EMT 668
WriteUp IV
Beth Richichi and Brian Seitz

An Investigation of r=a+bcos(kt)

Let us consider the above equation when a=b and k=1:

Three graphs have been constructed above. The red cardioid has the equation r=1+cos(t). The green cardioid has the equation r=2+2cos(t). The blue cardioid has the equation r=5+5cos(t). Notice that the graph is symmetric with the x axis.

Notice that for the same values of a,b, and k, for the sine graph, the cardioid has been rotated ninety degrees and is now symmetric with the y axis.

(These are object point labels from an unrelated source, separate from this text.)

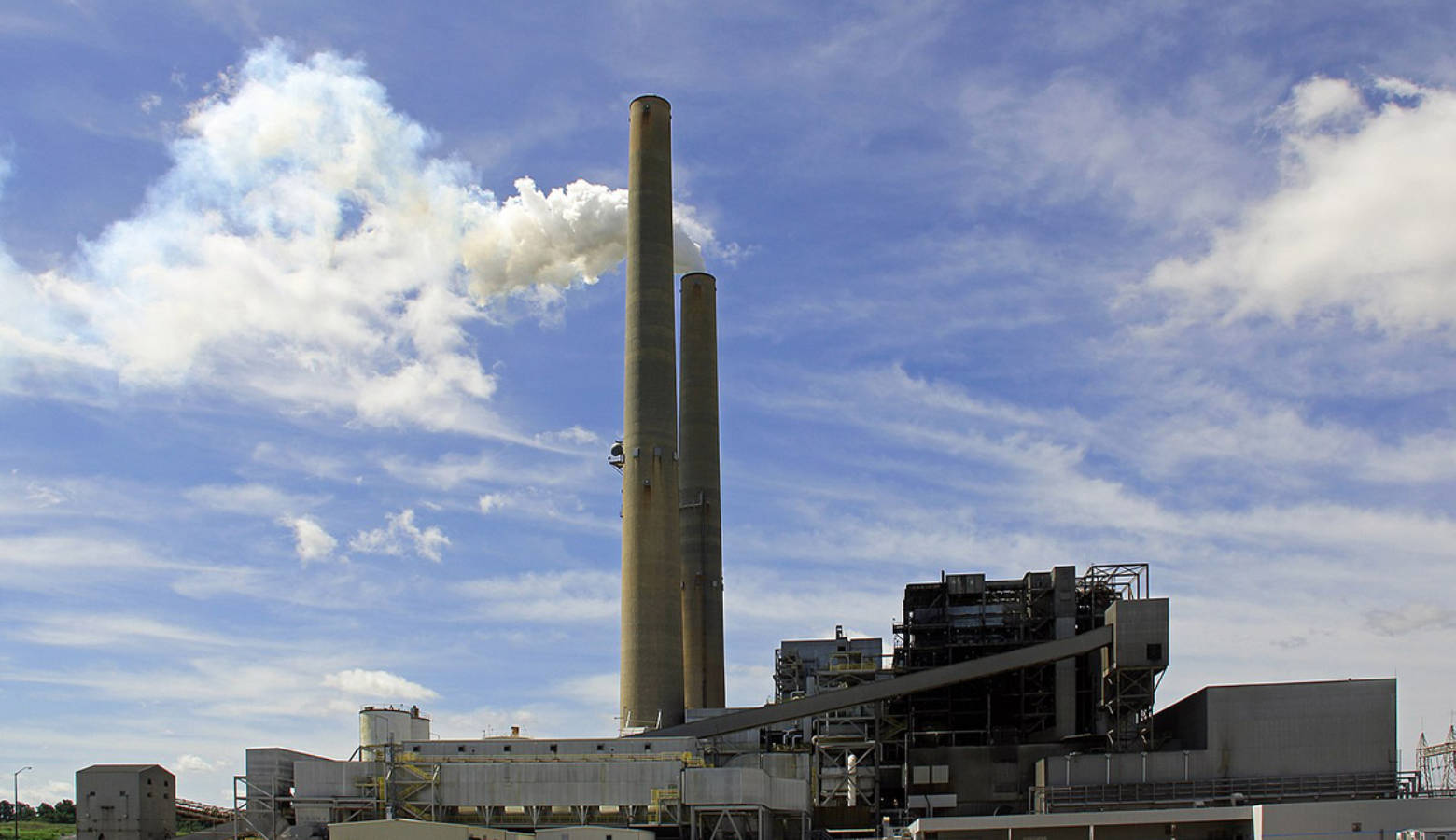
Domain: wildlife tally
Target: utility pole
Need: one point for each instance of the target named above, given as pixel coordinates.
(16, 804)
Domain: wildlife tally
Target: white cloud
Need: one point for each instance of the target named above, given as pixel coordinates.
(306, 251)
(251, 498)
(1411, 618)
(1323, 101)
(1360, 223)
(189, 763)
(399, 535)
(116, 631)
(360, 683)
(311, 540)
(540, 504)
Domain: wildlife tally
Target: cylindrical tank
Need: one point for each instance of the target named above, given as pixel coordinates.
(651, 555)
(699, 517)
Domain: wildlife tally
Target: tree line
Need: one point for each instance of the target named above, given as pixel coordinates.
(63, 811)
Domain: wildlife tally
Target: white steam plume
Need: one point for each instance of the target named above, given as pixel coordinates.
(303, 249)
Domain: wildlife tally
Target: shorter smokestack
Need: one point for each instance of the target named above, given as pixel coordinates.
(699, 488)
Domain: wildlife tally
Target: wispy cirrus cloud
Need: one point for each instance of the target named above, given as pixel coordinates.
(1360, 223)
(400, 536)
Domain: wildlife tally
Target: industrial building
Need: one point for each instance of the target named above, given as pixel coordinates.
(125, 803)
(1002, 707)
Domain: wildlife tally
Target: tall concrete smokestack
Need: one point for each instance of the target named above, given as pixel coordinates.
(701, 519)
(651, 555)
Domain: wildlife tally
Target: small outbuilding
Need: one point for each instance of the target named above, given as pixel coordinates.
(125, 803)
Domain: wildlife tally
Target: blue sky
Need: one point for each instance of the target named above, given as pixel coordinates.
(306, 395)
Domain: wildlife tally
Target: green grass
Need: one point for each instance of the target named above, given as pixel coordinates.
(35, 830)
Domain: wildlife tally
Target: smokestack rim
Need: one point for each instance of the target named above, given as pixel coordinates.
(663, 99)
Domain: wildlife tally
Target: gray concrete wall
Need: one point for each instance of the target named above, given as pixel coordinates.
(1253, 731)
(1373, 817)
(555, 783)
(1302, 728)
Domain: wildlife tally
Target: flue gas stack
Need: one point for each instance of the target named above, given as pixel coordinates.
(651, 553)
(701, 491)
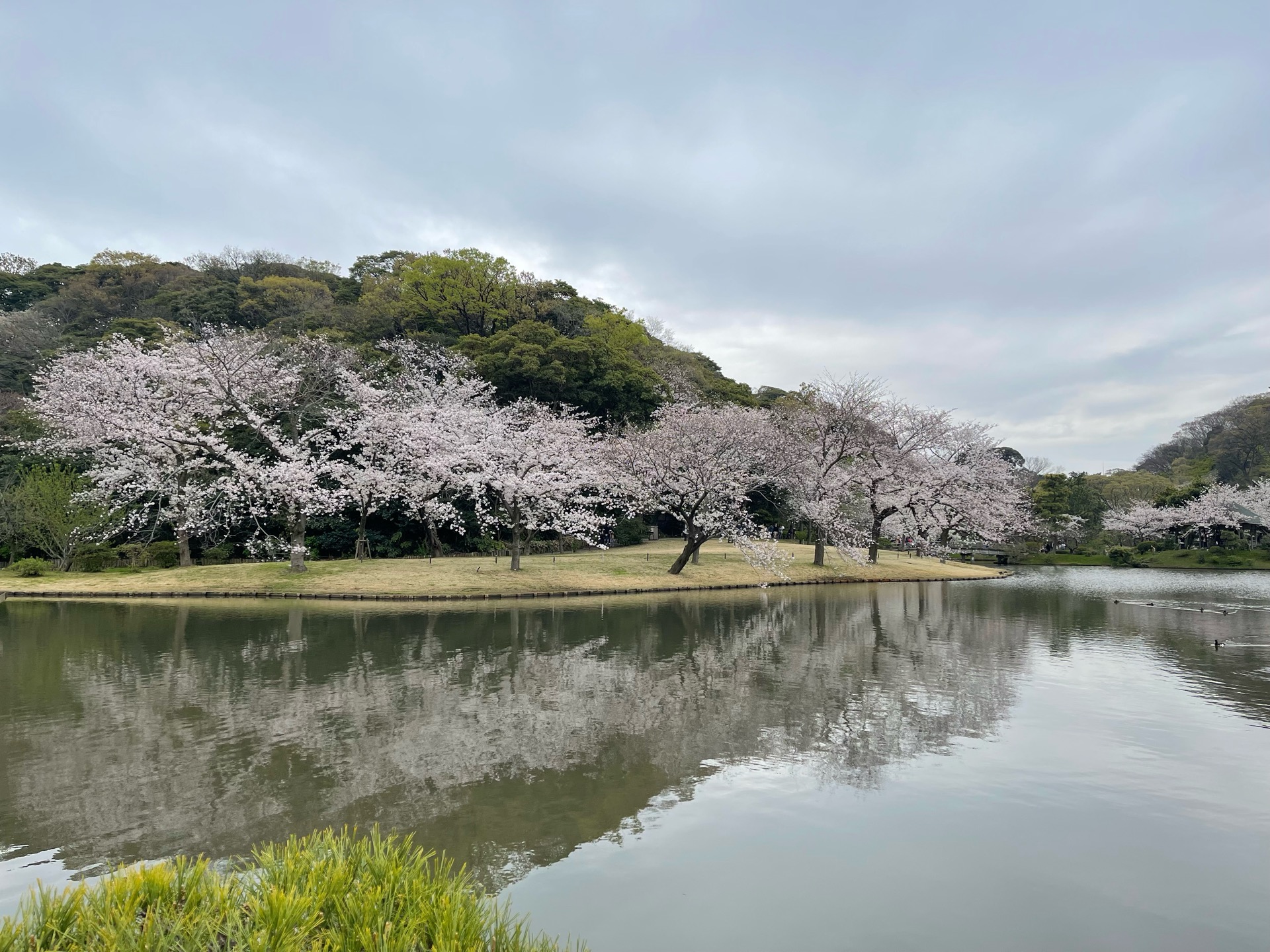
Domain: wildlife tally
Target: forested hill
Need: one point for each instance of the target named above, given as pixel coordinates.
(1228, 446)
(526, 335)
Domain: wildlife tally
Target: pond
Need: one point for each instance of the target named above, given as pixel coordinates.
(1061, 760)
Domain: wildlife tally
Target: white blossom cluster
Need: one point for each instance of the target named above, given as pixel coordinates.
(1220, 507)
(204, 434)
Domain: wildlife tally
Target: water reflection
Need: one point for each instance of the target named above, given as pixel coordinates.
(506, 736)
(509, 735)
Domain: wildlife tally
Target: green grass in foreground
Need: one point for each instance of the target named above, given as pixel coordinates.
(636, 568)
(324, 892)
(1169, 559)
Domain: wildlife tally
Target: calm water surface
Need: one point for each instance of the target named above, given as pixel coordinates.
(959, 766)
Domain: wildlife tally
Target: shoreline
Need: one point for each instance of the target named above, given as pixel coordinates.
(633, 571)
(476, 597)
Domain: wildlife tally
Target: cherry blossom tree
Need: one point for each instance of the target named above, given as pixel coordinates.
(277, 400)
(966, 489)
(412, 438)
(893, 471)
(146, 419)
(539, 470)
(825, 428)
(698, 463)
(1141, 522)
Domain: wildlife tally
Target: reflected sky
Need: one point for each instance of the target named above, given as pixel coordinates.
(990, 764)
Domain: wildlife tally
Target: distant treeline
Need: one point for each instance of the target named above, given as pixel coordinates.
(529, 337)
(1230, 446)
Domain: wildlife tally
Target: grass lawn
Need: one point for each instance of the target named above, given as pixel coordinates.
(636, 568)
(1171, 559)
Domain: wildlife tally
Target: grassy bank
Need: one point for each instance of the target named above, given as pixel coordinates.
(635, 569)
(328, 891)
(1173, 559)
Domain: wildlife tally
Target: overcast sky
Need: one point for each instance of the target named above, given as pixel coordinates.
(1054, 218)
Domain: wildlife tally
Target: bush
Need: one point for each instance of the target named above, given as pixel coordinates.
(93, 559)
(331, 891)
(164, 555)
(629, 532)
(134, 553)
(218, 555)
(31, 568)
(1121, 555)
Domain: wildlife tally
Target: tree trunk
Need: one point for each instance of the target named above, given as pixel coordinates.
(183, 547)
(873, 539)
(362, 550)
(690, 550)
(298, 543)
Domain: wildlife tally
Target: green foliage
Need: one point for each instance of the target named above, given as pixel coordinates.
(26, 286)
(462, 292)
(164, 555)
(593, 374)
(93, 559)
(294, 305)
(31, 568)
(1180, 495)
(1050, 496)
(1231, 444)
(54, 517)
(331, 891)
(218, 555)
(1124, 488)
(629, 532)
(1083, 499)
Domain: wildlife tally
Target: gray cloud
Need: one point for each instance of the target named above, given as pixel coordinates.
(1053, 219)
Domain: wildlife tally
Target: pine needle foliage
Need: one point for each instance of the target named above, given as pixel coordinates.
(325, 892)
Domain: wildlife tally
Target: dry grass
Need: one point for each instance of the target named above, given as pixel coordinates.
(638, 568)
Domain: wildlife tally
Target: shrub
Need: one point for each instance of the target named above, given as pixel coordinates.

Now, keeping the value of k equal to 1, let's see what happens when a<b:

Red Cardioid: r=cos(t)
Green Cardioid: r=1/2 +2cos(t)
Blue Cardioid: r=3+6cos(t)
Brown Cardioid: r=6+7cos(t)

Again, holding k=1, let's see the graphs when a>b:

Blue Cardioid: r=8+7cos(t)
Green Cardioid: r=5+1/2(cos(t))
Brown Cardioid: r=10+2cos(t)
Red Cardioid: r=3+2cos(t)

Many textbooks stress the "n-leaf rose". Let's explore this rose first holding a equal to 0 as n=k and k varies.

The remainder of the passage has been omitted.